What do you think? Thanks!
You're creating a new model every iteration of your loop, so at best, you'd only have, at the end, a single model
from the last iteration – probably not what you want.
Instead, you need to give Word2Vec
the kind of re-iterable Python sequence that it wants, where each item is a Python list of string word tokens.
Unless there's something in pyarrow
/etc, this likely means your own class, that implements the Python 'iterable' interface, so that each time an iterator is requested from it, it starts a new iteration. Here's a reasonable article section about how iterables work. You'd be likely to make use of the generator pattern to achieve this, as mentioned later in the same article.

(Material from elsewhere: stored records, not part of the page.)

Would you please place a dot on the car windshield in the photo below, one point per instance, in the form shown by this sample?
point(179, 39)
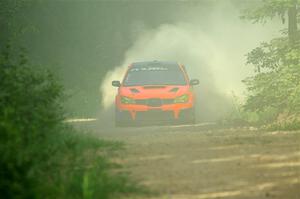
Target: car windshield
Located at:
point(154, 75)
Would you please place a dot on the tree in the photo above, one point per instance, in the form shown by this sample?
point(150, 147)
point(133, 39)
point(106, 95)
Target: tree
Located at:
point(276, 84)
point(277, 8)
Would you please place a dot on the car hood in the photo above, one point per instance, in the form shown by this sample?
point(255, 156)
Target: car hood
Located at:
point(144, 92)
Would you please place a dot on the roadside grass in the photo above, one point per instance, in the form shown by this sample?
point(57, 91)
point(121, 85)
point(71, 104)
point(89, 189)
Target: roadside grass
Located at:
point(82, 167)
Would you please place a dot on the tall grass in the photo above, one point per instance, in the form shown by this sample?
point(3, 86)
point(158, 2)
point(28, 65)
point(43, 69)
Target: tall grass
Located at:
point(41, 156)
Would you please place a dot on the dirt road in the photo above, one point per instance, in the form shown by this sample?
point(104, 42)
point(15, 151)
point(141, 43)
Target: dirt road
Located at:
point(204, 163)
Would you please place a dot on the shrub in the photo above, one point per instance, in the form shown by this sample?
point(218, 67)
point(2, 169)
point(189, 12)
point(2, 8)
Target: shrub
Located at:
point(42, 157)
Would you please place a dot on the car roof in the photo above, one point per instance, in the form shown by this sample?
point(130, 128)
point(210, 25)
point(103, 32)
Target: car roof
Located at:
point(155, 63)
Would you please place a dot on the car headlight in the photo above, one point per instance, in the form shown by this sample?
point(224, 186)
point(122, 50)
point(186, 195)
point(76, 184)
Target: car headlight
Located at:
point(181, 99)
point(127, 100)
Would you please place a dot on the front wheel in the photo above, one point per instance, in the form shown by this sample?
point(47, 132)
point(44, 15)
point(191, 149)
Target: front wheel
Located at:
point(188, 116)
point(122, 119)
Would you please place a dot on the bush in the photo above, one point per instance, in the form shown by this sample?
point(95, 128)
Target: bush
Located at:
point(42, 157)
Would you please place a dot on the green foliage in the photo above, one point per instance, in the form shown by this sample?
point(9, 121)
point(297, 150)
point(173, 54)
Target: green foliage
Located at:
point(276, 85)
point(42, 157)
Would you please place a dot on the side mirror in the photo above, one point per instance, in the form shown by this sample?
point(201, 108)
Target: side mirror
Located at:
point(194, 82)
point(116, 83)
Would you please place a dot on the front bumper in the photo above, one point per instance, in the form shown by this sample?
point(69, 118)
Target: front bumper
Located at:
point(166, 113)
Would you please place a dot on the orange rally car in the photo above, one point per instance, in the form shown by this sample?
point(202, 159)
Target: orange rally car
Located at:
point(155, 92)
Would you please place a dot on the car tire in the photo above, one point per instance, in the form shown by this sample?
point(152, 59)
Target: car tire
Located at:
point(188, 116)
point(121, 119)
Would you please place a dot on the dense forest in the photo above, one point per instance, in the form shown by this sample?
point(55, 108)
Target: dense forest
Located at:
point(55, 55)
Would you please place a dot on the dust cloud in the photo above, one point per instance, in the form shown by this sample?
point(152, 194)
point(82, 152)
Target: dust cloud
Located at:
point(212, 51)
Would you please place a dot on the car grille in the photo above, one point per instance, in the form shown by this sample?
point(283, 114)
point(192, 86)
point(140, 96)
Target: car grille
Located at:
point(154, 102)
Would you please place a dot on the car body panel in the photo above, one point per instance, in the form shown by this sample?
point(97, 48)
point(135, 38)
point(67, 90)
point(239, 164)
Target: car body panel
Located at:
point(158, 99)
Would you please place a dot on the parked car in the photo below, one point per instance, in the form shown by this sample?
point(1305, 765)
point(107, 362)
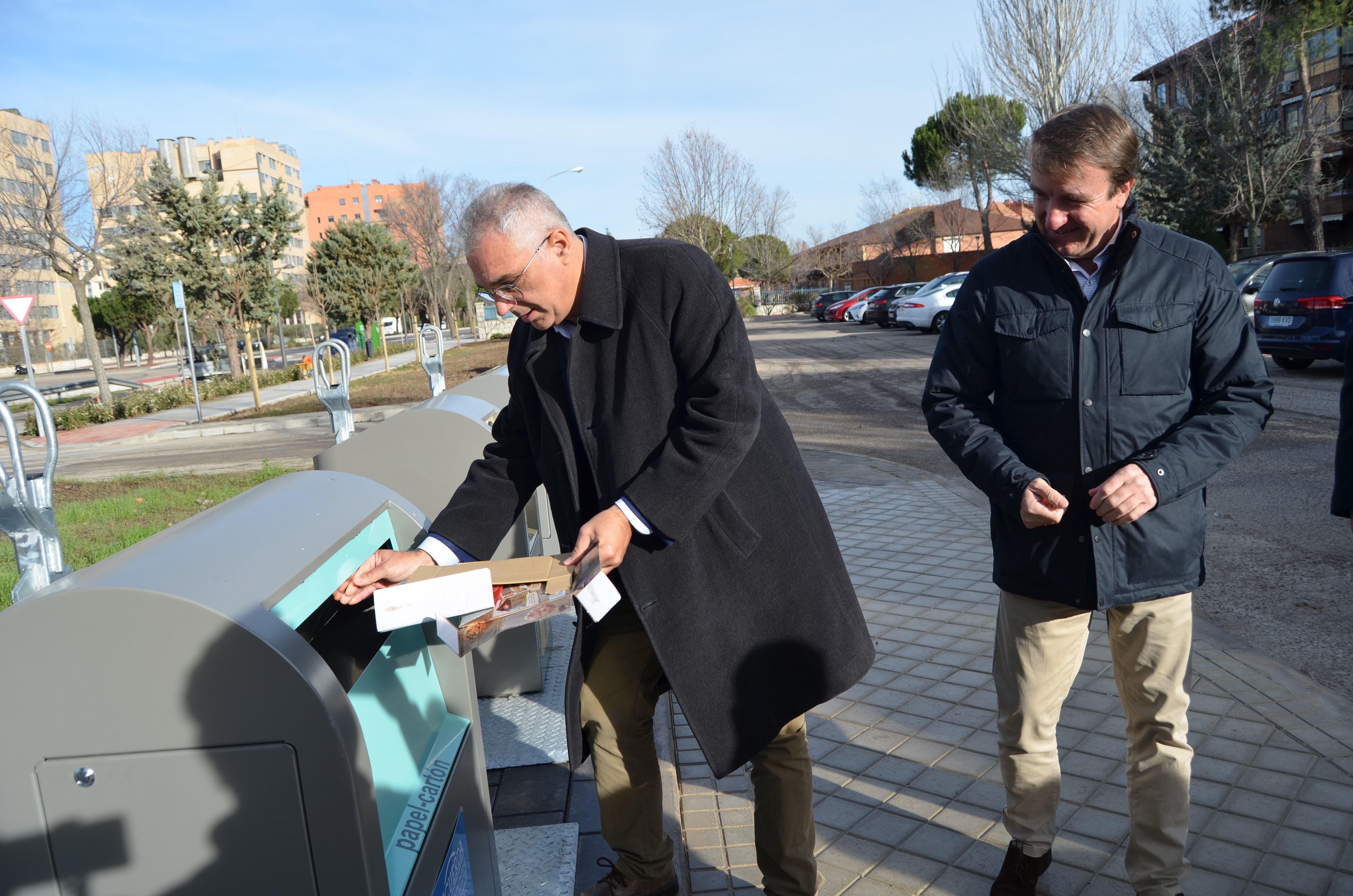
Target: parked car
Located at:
point(1304, 312)
point(826, 300)
point(838, 310)
point(929, 306)
point(1249, 275)
point(877, 310)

(Essentially: your __iter__()
special function will start the iteration, and loop over the batches, always using yield
to return the single next item. If you class is specialized for use as a Gensim Word2Vec
corpus, each item yielded should be a Python list
with string tokens.)
If you're really only using one column named 'tokens', no need to convert things through a Pandas DataFrame
- that's just extra conversion/storage overhead. Just ensure the one column of interest is processed the right way – if each entry is already a Python list-of-strings, you're fine, but if it's a string, you might have to break into a list-of-tokens.
When you're doing it right, you'll only pass the entire corpus's iterable into the Word2Vec
class once - it will then read it, over the many passes required for training, as it needs it by requesting repeated iterations. (It has no idea where the data is coming from, or how your iterable is implemented. It just knows it's got an object that it can request an iterator from, and that iterator gives it one of the right kind of item each next()
, until reaching the end of one iteration.)